An Islamic cleric Sheikh Bagaya has welcomed the suggestion by the Science and Environment minister that Muslim leaders in the country should consider using text messages to call Muslims to prayer instead of the usual loudspeakers.
In the view of the renowned heart surgeon Professor Kwabena Frimpong Boateng, such an action will help reduce the noise pollution in Ghana.
“In the house of worship, why is it that the noise will (not) be limited to the house of worship…and again maybe from the mosque, why is it that time for prayer would not be transmitted with a text message or WhatsApp so the Imam will send WhatsApp message to everybody that the time for prayer up so appears,” the minister stated when he took his turn at the Meet the Press series in Accra on Tuesday.
Although the suggestion has been criticized by some Muslims, Sheikh Bagaya told Starr News the call is not out of place considering advancement in society.
“It is possible for us to adapt to text messages to call Muslims to prayer. But if we really want to do so, how are we then supposed to go about it. For some of us as Muslims, we use the traditional ways of doing things, what will this mean to us? Is it new, are we then saying we are introducing something new? As Muslims, we always want to listen to the teachings of the Quran and the Prophet.
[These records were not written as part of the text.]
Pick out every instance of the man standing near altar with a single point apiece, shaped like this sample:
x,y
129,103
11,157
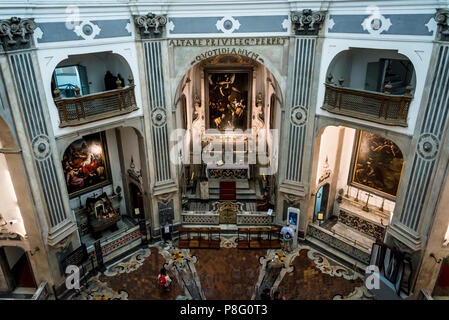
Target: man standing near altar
x,y
287,233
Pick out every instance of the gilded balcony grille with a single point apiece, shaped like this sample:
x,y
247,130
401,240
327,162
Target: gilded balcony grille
x,y
378,107
97,106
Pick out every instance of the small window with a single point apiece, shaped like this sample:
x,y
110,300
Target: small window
x,y
67,78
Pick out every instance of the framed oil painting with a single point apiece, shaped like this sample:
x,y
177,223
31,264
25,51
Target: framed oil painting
x,y
228,99
377,164
86,165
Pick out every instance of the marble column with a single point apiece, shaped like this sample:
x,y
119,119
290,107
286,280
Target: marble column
x,y
299,115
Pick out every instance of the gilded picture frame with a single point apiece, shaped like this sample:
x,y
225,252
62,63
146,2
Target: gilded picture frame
x,y
377,165
86,164
228,98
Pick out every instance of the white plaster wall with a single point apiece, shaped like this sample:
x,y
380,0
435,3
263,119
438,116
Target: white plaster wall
x,y
328,149
114,162
418,52
346,155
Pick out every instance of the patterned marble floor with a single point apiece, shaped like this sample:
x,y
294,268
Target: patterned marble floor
x,y
226,273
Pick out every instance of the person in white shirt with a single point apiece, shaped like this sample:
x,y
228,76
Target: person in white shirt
x,y
287,233
164,280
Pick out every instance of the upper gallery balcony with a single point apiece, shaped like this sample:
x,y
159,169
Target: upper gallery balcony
x,y
378,86
86,90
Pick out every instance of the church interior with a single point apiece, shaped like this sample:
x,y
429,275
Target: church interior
x,y
257,151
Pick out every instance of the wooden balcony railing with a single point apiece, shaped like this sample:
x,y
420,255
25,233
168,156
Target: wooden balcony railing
x,y
378,107
96,106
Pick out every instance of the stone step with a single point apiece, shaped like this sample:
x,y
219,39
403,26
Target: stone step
x,y
239,183
238,191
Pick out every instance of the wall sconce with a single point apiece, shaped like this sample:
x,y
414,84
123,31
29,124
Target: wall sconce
x,y
446,237
437,260
2,221
33,252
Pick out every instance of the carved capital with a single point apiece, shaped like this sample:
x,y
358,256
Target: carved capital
x,y
15,33
307,22
442,19
150,25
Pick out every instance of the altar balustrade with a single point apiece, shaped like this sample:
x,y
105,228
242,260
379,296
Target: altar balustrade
x,y
213,218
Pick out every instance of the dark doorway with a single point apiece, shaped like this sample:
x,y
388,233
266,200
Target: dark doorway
x,y
136,201
321,199
16,268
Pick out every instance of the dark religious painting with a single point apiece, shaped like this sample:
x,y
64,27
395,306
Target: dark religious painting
x,y
228,94
85,164
377,164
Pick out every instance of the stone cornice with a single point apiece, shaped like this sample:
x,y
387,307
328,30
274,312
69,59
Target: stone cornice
x,y
16,33
442,19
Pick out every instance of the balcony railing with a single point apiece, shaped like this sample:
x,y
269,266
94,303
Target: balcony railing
x,y
378,107
97,106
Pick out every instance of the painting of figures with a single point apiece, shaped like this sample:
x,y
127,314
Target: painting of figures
x,y
228,96
377,164
85,164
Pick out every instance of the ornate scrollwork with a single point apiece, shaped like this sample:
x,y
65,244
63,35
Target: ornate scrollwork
x,y
15,33
197,106
307,22
442,19
41,147
159,117
299,115
151,25
428,145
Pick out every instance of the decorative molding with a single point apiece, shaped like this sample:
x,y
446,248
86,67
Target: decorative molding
x,y
16,33
376,23
165,198
307,22
442,19
227,24
158,117
299,115
151,25
428,145
41,147
87,30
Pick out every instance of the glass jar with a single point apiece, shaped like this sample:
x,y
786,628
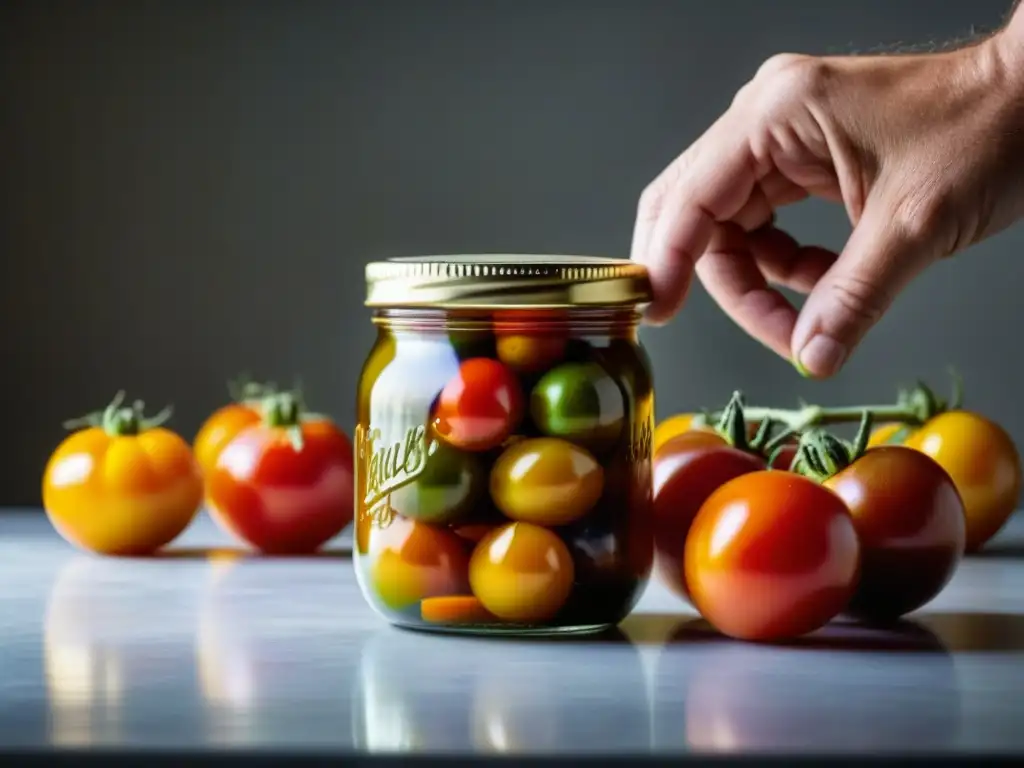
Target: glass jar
x,y
503,444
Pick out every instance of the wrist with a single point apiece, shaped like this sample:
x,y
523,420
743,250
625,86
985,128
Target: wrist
x,y
1006,48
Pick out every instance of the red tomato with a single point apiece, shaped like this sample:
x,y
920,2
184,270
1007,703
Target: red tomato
x,y
284,485
982,460
911,524
771,555
687,469
478,409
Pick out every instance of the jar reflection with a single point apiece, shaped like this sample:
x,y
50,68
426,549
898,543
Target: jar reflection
x,y
273,671
420,692
113,658
846,688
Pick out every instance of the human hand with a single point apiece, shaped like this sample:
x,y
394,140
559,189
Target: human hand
x,y
925,152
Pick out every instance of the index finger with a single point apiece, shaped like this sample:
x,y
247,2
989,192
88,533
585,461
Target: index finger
x,y
708,183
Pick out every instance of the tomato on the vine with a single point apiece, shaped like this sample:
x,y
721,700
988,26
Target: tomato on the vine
x,y
123,484
284,485
911,526
227,421
687,470
983,463
478,409
771,555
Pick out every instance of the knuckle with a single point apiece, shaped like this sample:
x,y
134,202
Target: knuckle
x,y
791,76
861,301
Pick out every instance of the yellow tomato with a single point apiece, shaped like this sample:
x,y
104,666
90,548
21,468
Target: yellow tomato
x,y
123,484
521,572
983,463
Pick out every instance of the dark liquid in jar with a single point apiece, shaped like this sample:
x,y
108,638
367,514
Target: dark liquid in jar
x,y
504,473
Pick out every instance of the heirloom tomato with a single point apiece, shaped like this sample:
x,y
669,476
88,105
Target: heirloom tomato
x,y
284,485
983,463
910,521
480,407
123,484
687,470
771,556
227,421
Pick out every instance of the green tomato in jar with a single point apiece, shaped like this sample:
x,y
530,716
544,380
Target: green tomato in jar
x,y
445,491
580,401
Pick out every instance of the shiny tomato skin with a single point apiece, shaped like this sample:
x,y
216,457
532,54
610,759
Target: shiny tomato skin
x,y
122,495
984,464
771,556
480,407
910,521
220,428
279,499
687,470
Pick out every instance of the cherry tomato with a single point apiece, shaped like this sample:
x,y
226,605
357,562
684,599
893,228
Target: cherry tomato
x,y
910,522
892,433
220,429
580,401
521,572
284,485
983,463
547,481
771,555
687,470
227,421
413,561
480,407
123,484
675,426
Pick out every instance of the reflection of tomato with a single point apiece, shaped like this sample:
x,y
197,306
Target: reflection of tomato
x,y
412,561
547,481
478,409
910,522
220,428
521,572
771,555
124,486
687,470
983,463
284,485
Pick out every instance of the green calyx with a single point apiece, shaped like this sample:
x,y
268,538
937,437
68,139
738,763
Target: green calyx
x,y
821,455
245,389
285,411
120,420
912,407
732,427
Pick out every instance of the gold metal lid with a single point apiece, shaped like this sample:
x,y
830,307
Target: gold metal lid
x,y
489,281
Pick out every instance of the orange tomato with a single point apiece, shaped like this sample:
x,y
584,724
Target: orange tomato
x,y
414,561
521,572
770,556
983,463
122,484
221,427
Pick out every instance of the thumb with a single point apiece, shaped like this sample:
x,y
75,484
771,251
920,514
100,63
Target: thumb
x,y
890,246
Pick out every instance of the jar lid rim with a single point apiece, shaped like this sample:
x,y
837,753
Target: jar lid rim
x,y
497,280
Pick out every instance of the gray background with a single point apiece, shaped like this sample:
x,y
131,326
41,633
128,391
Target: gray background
x,y
190,189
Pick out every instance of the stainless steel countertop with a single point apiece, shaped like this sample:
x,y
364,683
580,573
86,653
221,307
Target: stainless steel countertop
x,y
207,649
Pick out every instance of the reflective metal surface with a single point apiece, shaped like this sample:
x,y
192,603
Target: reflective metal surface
x,y
207,649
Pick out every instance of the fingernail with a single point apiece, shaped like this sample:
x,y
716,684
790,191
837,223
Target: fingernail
x,y
822,355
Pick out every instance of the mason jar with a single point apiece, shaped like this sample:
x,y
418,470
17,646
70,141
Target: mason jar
x,y
503,443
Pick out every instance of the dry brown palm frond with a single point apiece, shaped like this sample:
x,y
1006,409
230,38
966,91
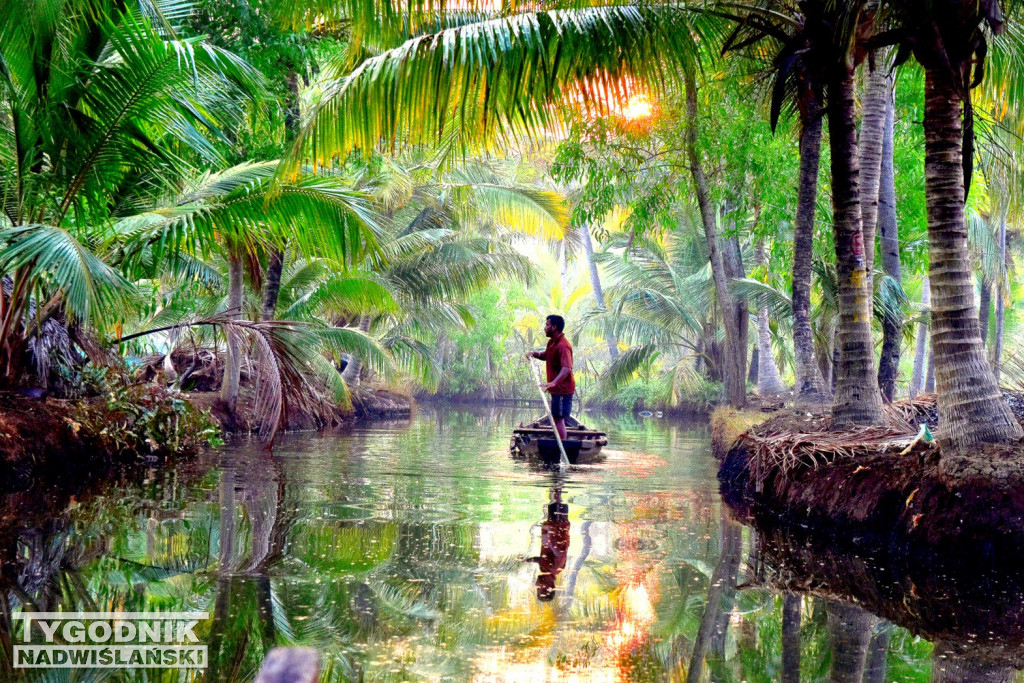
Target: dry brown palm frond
x,y
289,369
783,452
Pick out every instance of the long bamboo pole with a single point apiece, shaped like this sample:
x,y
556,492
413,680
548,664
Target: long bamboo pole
x,y
564,462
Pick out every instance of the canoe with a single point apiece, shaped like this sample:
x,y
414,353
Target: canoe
x,y
537,440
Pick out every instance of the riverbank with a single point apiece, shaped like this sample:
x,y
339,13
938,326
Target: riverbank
x,y
47,436
879,485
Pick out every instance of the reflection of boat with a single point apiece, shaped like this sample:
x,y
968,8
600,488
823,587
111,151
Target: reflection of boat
x,y
537,439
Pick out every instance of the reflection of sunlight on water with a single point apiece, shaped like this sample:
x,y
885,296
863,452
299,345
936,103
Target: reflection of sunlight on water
x,y
634,465
497,666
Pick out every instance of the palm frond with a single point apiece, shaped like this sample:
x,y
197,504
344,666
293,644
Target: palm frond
x,y
497,78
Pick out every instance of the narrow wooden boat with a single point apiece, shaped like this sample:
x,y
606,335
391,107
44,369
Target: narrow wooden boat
x,y
537,439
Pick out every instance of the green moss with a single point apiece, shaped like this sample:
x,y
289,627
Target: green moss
x,y
727,424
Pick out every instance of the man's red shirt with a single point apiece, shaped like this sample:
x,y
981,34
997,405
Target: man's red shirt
x,y
558,354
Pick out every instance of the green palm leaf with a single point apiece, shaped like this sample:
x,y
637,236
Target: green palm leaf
x,y
496,78
67,268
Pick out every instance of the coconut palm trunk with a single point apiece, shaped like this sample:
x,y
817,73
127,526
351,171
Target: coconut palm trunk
x,y
857,400
354,367
232,367
921,354
878,655
1000,303
275,259
971,407
878,94
984,307
769,380
892,325
811,388
734,360
595,283
271,285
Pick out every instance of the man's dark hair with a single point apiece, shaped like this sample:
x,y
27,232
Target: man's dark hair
x,y
558,322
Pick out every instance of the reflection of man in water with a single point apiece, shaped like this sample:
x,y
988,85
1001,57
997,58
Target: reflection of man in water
x,y
554,546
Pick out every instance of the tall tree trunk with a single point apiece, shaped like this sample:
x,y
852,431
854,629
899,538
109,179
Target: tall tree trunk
x,y
921,353
791,639
930,376
892,325
595,283
271,284
811,388
876,104
971,407
857,400
734,360
354,367
275,260
734,269
1000,303
850,628
769,380
985,308
232,368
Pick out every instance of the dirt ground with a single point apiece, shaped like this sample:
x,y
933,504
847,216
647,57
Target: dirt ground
x,y
868,486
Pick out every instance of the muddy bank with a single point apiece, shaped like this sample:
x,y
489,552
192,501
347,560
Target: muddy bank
x,y
44,438
858,486
974,615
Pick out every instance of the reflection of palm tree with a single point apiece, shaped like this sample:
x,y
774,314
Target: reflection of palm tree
x,y
952,664
792,608
259,486
721,593
850,628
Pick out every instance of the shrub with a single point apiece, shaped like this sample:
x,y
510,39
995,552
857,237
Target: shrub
x,y
139,418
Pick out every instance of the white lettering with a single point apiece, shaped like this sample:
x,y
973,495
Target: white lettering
x,y
74,632
124,632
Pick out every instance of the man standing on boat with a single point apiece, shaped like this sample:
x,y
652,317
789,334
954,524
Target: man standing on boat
x,y
558,357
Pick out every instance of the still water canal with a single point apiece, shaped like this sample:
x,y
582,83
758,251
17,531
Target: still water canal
x,y
421,551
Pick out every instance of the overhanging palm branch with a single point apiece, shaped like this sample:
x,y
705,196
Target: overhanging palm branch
x,y
315,215
498,78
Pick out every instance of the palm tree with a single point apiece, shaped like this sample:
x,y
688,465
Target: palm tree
x,y
798,78
892,327
734,312
240,212
949,40
102,103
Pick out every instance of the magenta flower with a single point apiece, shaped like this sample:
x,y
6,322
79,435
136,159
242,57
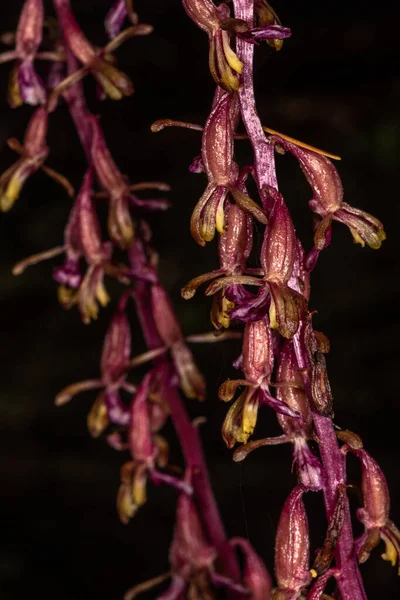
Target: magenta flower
x,y
328,203
149,452
375,513
191,380
114,369
221,170
290,391
33,153
234,247
82,240
258,362
292,548
111,80
25,84
119,192
225,66
278,253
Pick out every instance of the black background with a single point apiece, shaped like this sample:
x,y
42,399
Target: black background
x,y
336,85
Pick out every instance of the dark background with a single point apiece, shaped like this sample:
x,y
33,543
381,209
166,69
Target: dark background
x,y
336,85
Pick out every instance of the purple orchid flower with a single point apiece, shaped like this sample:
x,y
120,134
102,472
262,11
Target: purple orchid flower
x,y
25,85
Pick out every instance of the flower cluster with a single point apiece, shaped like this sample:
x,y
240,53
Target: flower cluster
x,y
283,356
266,290
129,411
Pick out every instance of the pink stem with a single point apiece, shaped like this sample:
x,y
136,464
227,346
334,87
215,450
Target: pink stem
x,y
349,579
186,432
190,441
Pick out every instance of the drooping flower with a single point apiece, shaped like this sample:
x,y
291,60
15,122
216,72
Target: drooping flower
x,y
221,170
375,513
327,202
114,369
119,191
278,254
82,240
149,453
290,391
33,153
258,362
256,577
191,380
120,10
234,247
25,85
225,66
292,548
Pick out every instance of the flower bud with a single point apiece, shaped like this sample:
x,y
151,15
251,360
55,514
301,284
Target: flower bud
x,y
236,242
97,419
203,13
256,577
116,349
258,359
189,546
139,435
375,512
364,228
34,153
279,246
292,545
132,492
322,176
164,316
217,141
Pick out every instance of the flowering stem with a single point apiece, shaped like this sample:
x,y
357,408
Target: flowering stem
x,y
187,433
349,579
190,442
264,159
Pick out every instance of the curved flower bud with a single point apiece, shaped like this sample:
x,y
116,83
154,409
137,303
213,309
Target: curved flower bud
x,y
116,349
33,154
191,380
309,468
256,577
258,358
120,10
292,548
236,242
189,546
322,176
279,246
139,435
328,200
266,17
25,85
290,389
132,491
97,419
375,513
364,228
113,82
223,62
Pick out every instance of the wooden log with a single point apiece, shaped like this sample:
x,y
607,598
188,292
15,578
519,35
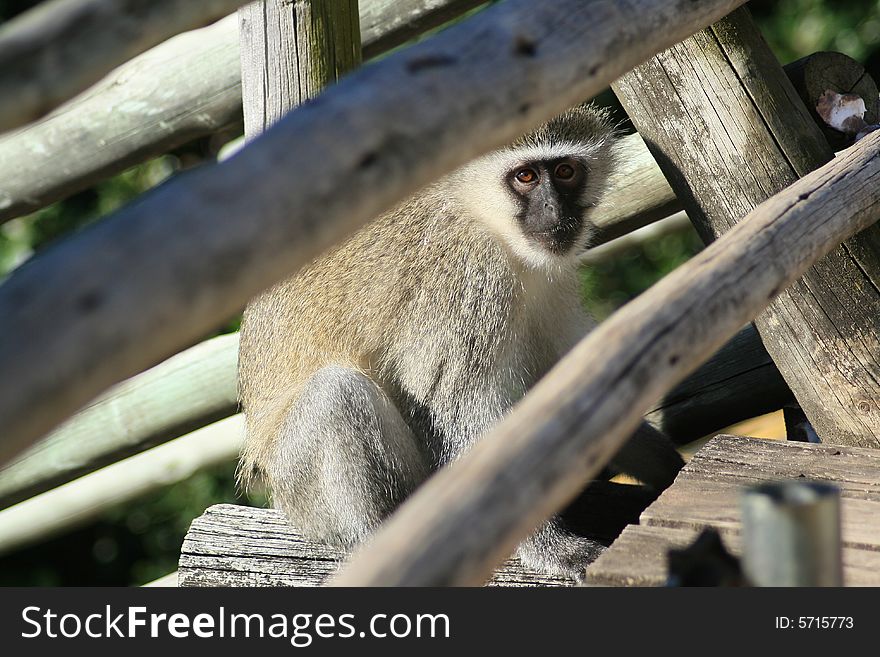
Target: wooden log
x,y
168,581
815,74
637,196
188,391
56,50
185,88
674,224
199,386
731,139
739,382
707,493
575,419
242,546
129,295
386,24
290,52
83,500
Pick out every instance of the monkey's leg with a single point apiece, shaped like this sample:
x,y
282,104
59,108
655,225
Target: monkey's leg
x,y
650,457
556,550
345,458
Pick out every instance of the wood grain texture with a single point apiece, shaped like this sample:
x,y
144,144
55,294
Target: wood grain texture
x,y
735,133
199,386
242,546
190,390
707,493
739,382
84,500
56,50
571,423
386,24
815,74
186,88
290,51
128,295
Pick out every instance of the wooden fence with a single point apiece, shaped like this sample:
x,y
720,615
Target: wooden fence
x,y
129,296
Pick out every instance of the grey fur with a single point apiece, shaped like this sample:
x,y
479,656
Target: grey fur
x,y
389,356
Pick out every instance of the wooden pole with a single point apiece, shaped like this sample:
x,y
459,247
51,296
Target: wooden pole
x,y
734,133
139,286
290,51
183,89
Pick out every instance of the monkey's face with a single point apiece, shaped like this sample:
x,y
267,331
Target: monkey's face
x,y
551,203
537,199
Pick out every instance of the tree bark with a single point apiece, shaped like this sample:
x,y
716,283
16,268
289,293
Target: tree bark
x,y
56,50
141,285
734,133
583,411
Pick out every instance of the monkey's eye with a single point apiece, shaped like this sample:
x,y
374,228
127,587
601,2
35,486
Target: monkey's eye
x,y
564,172
526,176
“If we are doing so, how many of us will welcome the change. Some of us are not too comfortable with new things, we are used to maintaining the old traditions and order as it is in the past. The call to prayer in itself is not a basic necessity, it is not an obligation. We have evolved over the years and we have come to understand that with the call to prayer or otherwise, we would pray anyway, so altering it, how much of that affects this religion,” he explained.